Millennials and Gen Z homeowners make up 41% of today’s homebuyers, according to the National Association of Realtors. They also represented the largest share of VA buyers in 2023, according to Veterans United Home Loans, the nation’s largest VA lender.
Finding the ideal home for this group depends on local economies, real estate markets, city and state benefits, and personal preferences. Veterans United’s Best Cities for Millennial and Gen Z Veteran Homebuyers 2024 report highlights the best cities for their housing affordability and job opportunities.
“The top 10 markets provide what Millennials and Gen Z are looking for in terms of quality of life, some of the most affordable housing prices in the country, and compelling job opportunities for life after the military,” said Chris Brink, vice president of mortgage insight at Veterans United.
Here are the top 10 best cities for Millennials and Gen Z veteran homebuyers, according to Veterans United:
- Tampa–St. Petersburg Clearwater, Florida
- San Antonio-New Braunfels, Texas
- Cleveland-Elyria, Ohio
- Rochester, New York
- Buffalo-Cheektowaga, New York
- St.
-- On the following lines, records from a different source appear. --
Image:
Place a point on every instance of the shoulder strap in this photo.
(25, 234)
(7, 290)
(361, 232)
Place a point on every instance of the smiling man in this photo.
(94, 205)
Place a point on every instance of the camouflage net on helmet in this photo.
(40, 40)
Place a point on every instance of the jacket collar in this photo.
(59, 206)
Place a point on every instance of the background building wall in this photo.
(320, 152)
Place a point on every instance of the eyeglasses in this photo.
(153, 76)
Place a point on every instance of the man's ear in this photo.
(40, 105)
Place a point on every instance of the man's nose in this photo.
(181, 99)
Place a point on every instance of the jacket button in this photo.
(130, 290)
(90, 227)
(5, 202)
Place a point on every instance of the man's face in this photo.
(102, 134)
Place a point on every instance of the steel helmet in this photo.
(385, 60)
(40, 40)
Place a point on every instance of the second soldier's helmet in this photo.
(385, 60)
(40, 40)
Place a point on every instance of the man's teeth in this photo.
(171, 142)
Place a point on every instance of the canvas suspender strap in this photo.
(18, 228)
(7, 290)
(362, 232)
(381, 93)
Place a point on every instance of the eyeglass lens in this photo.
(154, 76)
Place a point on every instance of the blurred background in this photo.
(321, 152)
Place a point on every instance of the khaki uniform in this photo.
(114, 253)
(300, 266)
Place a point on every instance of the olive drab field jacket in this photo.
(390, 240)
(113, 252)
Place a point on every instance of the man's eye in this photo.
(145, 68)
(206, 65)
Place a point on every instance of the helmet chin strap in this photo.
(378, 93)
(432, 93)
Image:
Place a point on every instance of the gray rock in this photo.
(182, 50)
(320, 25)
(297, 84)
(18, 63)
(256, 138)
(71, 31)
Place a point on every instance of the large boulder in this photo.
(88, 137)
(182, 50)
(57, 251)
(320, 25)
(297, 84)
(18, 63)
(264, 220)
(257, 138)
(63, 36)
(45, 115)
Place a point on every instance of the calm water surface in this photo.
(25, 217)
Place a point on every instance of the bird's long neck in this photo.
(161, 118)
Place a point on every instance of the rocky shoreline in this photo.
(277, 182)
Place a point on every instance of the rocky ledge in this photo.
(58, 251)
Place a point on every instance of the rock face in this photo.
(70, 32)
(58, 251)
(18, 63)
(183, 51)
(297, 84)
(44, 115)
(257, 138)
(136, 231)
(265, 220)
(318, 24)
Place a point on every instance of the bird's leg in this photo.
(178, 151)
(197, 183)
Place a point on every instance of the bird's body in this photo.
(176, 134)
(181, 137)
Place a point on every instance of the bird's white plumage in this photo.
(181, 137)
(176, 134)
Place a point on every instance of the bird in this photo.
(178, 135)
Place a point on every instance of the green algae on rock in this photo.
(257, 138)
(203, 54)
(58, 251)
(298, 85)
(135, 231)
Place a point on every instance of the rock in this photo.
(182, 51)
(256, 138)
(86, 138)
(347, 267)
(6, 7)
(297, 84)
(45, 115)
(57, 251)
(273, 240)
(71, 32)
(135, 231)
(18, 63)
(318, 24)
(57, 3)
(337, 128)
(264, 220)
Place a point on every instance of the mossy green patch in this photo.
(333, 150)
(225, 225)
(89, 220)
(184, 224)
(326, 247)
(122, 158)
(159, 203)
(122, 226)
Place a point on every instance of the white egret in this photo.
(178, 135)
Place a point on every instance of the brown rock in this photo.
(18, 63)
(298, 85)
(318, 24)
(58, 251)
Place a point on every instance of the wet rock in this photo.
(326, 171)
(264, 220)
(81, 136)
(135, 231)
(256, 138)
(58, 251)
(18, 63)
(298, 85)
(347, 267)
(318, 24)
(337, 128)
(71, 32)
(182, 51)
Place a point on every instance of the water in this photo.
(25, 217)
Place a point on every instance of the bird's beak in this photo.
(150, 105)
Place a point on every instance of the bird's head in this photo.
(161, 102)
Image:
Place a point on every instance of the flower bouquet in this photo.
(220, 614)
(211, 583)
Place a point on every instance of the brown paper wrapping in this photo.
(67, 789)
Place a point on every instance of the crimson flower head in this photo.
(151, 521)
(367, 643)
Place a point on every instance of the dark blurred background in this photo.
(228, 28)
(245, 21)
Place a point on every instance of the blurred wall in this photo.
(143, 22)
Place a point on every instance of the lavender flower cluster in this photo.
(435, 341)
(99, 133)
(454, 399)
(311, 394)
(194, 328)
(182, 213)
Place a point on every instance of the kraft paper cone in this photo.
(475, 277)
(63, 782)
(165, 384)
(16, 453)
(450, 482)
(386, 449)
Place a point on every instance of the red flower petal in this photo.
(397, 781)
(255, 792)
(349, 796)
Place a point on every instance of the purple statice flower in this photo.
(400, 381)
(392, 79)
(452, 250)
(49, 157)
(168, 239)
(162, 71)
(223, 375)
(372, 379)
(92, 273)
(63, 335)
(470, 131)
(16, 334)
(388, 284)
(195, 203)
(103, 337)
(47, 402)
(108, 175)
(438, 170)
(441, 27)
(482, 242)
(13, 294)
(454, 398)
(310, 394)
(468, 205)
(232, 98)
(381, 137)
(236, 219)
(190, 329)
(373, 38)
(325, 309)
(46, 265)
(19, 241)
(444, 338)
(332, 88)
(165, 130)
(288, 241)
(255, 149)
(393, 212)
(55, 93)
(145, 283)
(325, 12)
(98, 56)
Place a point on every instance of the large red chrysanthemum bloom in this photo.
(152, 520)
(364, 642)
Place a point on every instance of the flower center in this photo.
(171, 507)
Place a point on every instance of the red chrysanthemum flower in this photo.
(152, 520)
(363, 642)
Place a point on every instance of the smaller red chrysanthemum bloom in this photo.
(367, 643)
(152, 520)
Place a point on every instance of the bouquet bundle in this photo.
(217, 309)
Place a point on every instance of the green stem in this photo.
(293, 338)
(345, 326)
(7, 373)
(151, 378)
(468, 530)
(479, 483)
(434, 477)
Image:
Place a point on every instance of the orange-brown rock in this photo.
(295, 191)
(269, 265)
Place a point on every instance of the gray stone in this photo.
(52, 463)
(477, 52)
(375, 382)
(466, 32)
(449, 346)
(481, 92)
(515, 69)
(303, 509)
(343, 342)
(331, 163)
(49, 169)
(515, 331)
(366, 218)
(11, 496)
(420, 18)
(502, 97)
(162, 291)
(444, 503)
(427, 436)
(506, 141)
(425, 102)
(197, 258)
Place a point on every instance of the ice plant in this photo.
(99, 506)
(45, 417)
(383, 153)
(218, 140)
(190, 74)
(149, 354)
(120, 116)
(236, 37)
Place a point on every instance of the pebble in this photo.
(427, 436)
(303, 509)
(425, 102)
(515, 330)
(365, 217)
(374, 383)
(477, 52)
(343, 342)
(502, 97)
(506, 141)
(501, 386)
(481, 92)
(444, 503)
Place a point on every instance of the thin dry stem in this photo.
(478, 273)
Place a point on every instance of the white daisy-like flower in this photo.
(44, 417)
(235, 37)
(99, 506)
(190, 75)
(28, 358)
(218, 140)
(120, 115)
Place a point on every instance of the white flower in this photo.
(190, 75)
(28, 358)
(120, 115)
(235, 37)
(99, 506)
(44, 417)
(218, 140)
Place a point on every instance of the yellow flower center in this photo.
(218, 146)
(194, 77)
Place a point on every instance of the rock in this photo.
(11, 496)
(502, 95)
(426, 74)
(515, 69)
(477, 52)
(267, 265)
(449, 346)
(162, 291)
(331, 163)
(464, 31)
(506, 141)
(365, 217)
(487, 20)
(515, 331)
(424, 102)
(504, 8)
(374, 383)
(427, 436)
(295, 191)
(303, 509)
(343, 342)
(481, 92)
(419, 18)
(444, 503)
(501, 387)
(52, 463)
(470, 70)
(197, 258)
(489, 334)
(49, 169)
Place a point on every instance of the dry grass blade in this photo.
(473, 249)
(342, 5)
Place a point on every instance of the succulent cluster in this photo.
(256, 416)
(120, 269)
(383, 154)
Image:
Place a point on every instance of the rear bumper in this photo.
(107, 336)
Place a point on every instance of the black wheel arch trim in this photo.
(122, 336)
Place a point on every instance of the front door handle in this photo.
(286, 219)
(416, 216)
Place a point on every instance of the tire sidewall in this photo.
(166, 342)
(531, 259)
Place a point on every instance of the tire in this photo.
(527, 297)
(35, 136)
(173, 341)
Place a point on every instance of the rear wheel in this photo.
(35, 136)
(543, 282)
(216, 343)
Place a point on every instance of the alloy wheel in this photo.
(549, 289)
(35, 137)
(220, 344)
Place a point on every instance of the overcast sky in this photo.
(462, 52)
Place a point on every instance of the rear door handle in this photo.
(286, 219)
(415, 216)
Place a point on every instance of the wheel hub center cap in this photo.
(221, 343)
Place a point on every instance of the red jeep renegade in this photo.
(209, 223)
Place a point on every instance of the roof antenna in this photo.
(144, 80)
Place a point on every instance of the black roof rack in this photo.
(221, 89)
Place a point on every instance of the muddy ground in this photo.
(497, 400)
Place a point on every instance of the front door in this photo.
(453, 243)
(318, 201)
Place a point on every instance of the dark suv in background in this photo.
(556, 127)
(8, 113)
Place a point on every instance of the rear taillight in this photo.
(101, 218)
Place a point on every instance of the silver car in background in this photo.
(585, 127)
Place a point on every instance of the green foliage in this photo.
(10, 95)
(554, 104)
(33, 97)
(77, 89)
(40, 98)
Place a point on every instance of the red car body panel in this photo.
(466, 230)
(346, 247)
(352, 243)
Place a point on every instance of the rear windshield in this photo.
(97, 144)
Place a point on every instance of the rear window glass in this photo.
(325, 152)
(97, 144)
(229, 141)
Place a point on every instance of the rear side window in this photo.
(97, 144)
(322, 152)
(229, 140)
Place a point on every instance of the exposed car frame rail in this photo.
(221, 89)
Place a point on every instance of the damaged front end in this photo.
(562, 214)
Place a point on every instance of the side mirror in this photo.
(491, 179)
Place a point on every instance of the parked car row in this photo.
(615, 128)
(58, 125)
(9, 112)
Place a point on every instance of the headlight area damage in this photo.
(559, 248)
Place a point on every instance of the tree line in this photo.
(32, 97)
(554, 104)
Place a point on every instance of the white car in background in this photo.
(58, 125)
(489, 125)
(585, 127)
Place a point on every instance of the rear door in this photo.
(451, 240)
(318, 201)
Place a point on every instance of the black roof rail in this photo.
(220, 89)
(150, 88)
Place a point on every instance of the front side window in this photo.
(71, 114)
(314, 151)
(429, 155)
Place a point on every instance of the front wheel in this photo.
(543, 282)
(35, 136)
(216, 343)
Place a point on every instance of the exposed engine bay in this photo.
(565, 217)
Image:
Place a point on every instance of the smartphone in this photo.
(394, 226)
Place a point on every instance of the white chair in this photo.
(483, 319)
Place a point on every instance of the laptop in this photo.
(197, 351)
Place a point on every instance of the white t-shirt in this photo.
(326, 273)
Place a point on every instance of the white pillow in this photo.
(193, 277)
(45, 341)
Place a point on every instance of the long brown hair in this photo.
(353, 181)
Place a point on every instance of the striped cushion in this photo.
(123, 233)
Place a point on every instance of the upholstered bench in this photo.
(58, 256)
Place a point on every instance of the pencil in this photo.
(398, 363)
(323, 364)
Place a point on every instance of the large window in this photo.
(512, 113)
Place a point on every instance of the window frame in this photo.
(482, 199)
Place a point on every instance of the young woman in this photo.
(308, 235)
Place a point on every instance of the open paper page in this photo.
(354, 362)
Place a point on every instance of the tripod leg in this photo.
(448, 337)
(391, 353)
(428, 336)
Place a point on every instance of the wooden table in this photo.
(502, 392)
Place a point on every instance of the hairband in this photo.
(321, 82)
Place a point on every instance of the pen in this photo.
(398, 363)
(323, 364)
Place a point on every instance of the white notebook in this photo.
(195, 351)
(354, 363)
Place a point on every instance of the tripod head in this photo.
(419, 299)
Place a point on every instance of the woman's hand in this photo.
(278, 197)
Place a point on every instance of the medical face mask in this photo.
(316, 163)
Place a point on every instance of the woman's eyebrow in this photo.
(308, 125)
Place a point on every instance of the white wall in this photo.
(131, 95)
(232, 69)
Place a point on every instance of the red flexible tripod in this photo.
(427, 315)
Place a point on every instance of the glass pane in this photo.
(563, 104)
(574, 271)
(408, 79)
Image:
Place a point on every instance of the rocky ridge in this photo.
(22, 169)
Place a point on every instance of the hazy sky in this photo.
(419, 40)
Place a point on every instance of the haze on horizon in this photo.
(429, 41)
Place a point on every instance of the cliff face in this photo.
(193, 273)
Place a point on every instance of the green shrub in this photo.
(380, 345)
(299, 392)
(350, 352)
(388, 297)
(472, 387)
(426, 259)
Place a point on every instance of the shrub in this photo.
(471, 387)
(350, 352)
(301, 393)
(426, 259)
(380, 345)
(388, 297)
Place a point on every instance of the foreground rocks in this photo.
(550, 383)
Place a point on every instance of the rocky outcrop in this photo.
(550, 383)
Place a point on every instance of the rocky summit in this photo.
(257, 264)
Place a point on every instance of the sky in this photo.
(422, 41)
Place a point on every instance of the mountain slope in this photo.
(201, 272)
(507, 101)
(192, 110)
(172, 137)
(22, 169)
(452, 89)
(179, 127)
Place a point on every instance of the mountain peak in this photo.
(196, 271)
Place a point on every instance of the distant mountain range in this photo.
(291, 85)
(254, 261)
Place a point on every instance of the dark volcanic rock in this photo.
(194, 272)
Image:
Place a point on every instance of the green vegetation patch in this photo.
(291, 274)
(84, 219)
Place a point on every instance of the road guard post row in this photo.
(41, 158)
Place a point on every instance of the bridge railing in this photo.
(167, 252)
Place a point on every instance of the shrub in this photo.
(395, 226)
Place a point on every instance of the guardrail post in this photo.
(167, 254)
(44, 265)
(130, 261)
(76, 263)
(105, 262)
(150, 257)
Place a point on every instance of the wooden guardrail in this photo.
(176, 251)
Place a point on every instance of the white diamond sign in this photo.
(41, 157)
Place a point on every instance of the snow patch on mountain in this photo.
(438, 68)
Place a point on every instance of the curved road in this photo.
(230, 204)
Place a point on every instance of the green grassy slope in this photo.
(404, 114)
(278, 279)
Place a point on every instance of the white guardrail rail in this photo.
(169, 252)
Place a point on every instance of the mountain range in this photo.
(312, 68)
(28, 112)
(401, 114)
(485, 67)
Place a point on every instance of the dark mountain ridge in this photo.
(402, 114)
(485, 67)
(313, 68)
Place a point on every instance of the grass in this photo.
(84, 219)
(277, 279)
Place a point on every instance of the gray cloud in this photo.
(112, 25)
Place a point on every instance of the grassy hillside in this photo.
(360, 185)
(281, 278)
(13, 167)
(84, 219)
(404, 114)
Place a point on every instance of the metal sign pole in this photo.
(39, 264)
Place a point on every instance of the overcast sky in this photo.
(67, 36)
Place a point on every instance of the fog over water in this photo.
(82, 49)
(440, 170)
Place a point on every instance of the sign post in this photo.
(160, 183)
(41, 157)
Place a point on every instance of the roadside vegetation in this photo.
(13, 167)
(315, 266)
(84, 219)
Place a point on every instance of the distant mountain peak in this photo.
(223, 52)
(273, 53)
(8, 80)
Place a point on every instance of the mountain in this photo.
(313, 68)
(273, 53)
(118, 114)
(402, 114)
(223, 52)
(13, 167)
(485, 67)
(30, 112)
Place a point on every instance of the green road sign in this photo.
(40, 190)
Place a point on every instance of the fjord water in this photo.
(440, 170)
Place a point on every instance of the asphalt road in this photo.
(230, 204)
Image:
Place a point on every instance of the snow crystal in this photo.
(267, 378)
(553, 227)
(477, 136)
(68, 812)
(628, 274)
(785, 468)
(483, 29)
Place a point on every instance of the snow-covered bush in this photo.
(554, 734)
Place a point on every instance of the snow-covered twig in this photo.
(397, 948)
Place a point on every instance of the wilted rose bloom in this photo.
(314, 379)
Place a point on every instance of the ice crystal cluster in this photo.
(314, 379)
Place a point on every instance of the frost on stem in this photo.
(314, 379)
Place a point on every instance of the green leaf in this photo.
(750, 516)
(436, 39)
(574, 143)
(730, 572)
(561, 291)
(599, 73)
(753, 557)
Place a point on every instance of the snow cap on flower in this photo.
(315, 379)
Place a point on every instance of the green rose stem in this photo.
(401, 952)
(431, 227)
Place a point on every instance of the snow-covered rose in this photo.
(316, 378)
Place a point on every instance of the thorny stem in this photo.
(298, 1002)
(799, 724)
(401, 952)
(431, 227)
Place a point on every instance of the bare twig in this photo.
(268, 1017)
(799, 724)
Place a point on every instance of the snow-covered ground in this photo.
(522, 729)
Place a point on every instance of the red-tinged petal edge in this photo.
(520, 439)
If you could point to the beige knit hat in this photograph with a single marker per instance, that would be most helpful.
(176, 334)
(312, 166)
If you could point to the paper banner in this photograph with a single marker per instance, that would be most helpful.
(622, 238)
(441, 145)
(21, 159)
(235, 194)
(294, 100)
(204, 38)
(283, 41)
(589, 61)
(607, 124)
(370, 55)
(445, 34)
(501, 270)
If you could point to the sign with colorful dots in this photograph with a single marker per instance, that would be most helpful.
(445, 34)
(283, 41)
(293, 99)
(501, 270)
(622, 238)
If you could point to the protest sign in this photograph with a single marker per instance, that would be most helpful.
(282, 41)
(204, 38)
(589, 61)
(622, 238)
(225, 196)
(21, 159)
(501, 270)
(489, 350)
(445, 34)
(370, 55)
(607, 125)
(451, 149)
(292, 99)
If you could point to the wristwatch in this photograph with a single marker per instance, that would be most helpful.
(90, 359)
Louis, Missouri
- Detroit-Warren-Dearborn, Michigan
- BirminghamHoover, Alabama
- Providence-Warwick, Rhode Island-Massachusetts
- Houston-The Woodlands-Sugar Land, Texas
Veterans United surveyed 376 millennial and Gen Z veterans to identify key factors in choosing a place to live. The survey found that 80% prioritize population size, 94.5% focus on cost of living and 89.5% consider the state of the real estate market.
In February, Veterans United reported a 15.5% increase in VA purchase loans for Gen Z veterans and service members in fiscal year 2023 compared to the previous year.
Additionally, VA purchase loans to this group increased by 62% over the past two years. Year over year, VA loans to Gen Z veterans rose by 11.8%, with Gen Z veterans making up 7.2% of all VA loans, up from 3.4% the previous year.